Making adjustments is nothing new for Soloman Wallace, a sophomore Raven Football player. But one adjustment has been easy—the transition to life as a Benedictine College Raven.
“My grandparents are so proud,” said Soloman. “They worked so hard for me and my sisters, and I’m going to pay them back in the way I earn everything I have. My Benedictine College scholarship saved my life. Without it, I don’t know where I’d be today.”
This past summer, Soloman, as well as Benedictine College Graduate Assistant, Tyler Shepard ’19, worked with Dr. Jacqueline and Rev. Eugene Rivers and the Seymour Institute in Boston.
The opportunity was made possible by a generous ongoing gift from Ray Fritz ’67.
Benedictine College has partnered with the Seymour Institute at Harvard University for the past three years.
Soloman and Tyler taught high school students in the W.E.B. DuBois Nubian Junior Research Fellowship. The object of the program is to teach African American students about the ancient African kingdom of Nubia, all the while encouraging the gaining of knowledge during life’s journey.
“My goal is to teach them that working hard now pays off at the end,” said Solomon.
He should know. When he was just five years old, Soloman and his younger twin sisters were forced to adjust to life without their mother, who passed away in an automobile accident. As a sophomore, he adjusted to life as a transfer student at Lutheran North High School in St. Louis, made possible by the sacrifices of the grandparents who raised him and his sisters and worked overtime to get him out of the public school system.

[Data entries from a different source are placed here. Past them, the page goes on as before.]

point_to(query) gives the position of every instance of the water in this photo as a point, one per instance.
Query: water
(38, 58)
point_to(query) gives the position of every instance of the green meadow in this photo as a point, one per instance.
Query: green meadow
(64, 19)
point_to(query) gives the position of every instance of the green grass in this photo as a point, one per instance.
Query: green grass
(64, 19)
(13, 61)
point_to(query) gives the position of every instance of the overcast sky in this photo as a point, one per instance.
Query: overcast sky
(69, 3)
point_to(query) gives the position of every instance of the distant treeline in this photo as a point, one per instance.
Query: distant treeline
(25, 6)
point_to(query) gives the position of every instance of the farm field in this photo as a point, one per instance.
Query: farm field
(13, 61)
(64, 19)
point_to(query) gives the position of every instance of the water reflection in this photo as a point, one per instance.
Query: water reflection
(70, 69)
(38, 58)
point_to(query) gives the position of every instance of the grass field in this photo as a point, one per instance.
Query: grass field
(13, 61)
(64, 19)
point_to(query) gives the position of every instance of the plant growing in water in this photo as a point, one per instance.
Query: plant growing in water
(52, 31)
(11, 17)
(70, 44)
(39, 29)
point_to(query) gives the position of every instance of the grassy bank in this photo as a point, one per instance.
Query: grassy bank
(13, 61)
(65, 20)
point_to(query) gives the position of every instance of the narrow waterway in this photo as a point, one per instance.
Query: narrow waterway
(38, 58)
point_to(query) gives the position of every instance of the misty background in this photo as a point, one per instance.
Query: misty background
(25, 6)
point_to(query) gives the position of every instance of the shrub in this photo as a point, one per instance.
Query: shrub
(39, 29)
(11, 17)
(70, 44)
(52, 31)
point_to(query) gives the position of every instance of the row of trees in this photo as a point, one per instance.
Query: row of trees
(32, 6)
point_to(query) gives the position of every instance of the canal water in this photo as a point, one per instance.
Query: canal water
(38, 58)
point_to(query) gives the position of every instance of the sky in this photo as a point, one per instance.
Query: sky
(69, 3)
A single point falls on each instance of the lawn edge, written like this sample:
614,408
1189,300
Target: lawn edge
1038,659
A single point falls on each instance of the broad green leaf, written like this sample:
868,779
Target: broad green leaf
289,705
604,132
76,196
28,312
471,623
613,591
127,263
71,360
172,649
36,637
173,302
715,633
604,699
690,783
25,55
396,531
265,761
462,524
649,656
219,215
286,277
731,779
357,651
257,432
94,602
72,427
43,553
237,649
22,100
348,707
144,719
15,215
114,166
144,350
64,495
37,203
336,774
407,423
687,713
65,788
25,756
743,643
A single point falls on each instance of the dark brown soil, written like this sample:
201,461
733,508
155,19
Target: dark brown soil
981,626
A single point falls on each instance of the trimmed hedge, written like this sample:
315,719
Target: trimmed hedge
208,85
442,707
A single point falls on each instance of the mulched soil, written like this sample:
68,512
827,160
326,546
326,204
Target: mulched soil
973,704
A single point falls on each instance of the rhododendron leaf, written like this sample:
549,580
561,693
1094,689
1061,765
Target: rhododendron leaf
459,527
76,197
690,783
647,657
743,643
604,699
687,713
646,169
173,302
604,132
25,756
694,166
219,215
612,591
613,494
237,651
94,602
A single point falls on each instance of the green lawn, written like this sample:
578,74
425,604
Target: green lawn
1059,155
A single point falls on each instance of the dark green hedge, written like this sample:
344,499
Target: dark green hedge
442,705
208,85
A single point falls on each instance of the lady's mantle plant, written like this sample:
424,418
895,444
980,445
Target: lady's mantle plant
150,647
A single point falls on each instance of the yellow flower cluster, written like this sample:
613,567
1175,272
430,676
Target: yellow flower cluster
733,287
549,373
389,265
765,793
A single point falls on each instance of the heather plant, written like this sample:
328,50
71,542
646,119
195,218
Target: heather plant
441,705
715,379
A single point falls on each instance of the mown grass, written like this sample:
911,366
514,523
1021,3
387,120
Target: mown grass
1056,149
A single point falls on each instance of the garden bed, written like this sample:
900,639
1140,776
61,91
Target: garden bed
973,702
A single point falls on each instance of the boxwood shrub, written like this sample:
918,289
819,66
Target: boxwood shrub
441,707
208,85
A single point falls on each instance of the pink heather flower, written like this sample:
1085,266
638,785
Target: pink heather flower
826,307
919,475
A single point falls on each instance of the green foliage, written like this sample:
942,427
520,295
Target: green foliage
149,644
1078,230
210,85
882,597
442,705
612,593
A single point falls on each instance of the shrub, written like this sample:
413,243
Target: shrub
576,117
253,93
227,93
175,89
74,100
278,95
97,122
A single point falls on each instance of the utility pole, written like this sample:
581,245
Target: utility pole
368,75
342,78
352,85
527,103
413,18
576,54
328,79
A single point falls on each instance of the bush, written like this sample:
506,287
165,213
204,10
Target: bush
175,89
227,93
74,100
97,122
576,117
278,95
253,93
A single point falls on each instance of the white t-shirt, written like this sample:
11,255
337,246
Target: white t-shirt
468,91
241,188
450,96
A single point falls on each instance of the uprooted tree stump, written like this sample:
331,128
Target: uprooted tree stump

His own hard work in the classroom and on the gridiron led Solomon to his scholarship opportunity at Benedictine College, where he follows in the footsteps of his cousin, Larry Minner ’88, who also played football for the Ravens.
In addition to his football commitment, Soloman is a dedicated student worker in the Advancement Office and served diligently at the 49th Annual Scholarship Ball. He is also an active member of the Black Student Union. A finance major, Soloman plans to work in real estate or investment banking, or “wherever God calls me.”
Generous alumni and friends have made the Benedictine experience available for so many young Ravens like Soloman, who could not possibly be more grateful for what they have at Benedictine.